Полицейский медленно кивал. В какой-то момент во время допроса пришел мистер Форрест, затем миссис Касл.
Он встал наверху лестницы, сказала мать, и трижды позвал ее по имени.
— Я перечитывала «Бриллианты Юстасов».[52]Мне оставалось два абзаца до конца. Я крикнула, чтобы он подождал минутку.
Он ждал. Мать отложила книгу на круглый столик рядом с креслом с подлокотниками и подошла к низу лестницы.
— Ты закончила? — спросил он.
Пистолет уже был приставлен к виску.
— Я подняла руку, — рассказывала нам мать, а на ковре лежала сельдерейная палочка с суфле, розовым, а не белым, как раньше, — но он…
Я держала ее, дрожащую, и тоже дрожала. Я не позволяла себе гадать, что именно она могла сказать ему в конце, если дразнила его. Ее голова была прижата к моей груди, моя — лежала у нее на плече. Я поклялась впредь поддерживать ее больше, приходить и заботиться о ней, ведь остались только мы двое.
Полиция спросила, какой морг она предпочитает, и мистер Форрест упомянул «Гринбрайерс» на трассе двадцать девять. Я кивнула. В тот миг я не понимала, что случилось со мной.
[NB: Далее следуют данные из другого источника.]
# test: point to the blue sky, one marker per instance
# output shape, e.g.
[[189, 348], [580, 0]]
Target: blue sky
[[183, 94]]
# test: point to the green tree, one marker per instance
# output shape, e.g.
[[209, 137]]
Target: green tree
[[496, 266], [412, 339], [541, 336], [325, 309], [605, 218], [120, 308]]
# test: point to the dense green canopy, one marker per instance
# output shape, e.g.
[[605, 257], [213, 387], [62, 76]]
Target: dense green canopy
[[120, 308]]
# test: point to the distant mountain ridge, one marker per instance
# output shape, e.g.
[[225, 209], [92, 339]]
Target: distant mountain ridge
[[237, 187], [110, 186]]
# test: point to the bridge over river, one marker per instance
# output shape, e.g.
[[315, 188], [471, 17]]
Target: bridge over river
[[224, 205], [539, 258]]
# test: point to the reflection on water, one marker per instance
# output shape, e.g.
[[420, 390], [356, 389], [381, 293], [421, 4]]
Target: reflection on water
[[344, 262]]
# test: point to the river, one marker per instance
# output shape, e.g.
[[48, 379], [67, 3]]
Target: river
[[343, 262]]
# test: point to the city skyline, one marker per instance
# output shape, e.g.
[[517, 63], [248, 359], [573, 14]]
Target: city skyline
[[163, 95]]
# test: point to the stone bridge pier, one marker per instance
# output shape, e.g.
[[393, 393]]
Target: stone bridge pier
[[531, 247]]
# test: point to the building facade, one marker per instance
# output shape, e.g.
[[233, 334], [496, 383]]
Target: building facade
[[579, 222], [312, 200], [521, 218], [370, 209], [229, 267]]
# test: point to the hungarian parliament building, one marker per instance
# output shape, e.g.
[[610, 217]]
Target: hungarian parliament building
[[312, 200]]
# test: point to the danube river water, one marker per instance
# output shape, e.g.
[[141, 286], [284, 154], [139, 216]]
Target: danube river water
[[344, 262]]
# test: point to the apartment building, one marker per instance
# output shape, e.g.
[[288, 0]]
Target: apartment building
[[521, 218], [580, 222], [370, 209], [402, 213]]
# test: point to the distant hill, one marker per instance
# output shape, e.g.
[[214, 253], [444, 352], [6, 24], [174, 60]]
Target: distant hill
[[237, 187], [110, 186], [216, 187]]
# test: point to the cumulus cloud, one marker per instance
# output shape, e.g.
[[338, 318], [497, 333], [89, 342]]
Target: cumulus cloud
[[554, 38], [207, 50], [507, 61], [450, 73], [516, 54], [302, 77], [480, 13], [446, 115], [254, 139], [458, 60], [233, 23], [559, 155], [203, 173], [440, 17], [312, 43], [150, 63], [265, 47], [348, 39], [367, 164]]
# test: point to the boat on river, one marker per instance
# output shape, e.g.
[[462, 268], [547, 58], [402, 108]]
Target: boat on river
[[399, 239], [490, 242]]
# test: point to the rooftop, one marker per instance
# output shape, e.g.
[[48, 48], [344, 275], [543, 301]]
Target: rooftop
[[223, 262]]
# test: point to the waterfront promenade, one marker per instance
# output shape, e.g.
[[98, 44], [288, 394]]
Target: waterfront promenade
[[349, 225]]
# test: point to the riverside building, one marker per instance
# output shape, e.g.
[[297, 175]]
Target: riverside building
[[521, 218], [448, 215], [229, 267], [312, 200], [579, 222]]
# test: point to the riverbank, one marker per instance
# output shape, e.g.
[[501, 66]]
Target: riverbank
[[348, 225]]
Отец только что покинул сцену, а я взошла, полагая не только своим долгом, но и, возможно, величайшим даром (который могу вручить ему посмертно) навсегда принять бремя заботы о матери.
Теперь, выйдя за границу участка родителей, я поняла, что дом был и его, а не только ее. Болезнь была его, как и ее. Она лишь привлекала больше внимания. Она всегда была — изо дня в день — там. Отец был состраданием ее порицанию, теплом ее холоду, но разве не стал он в конце холоднее, чем она? Она боролась, рыдала и визжала, но разве не сидели мы вдвоем годами?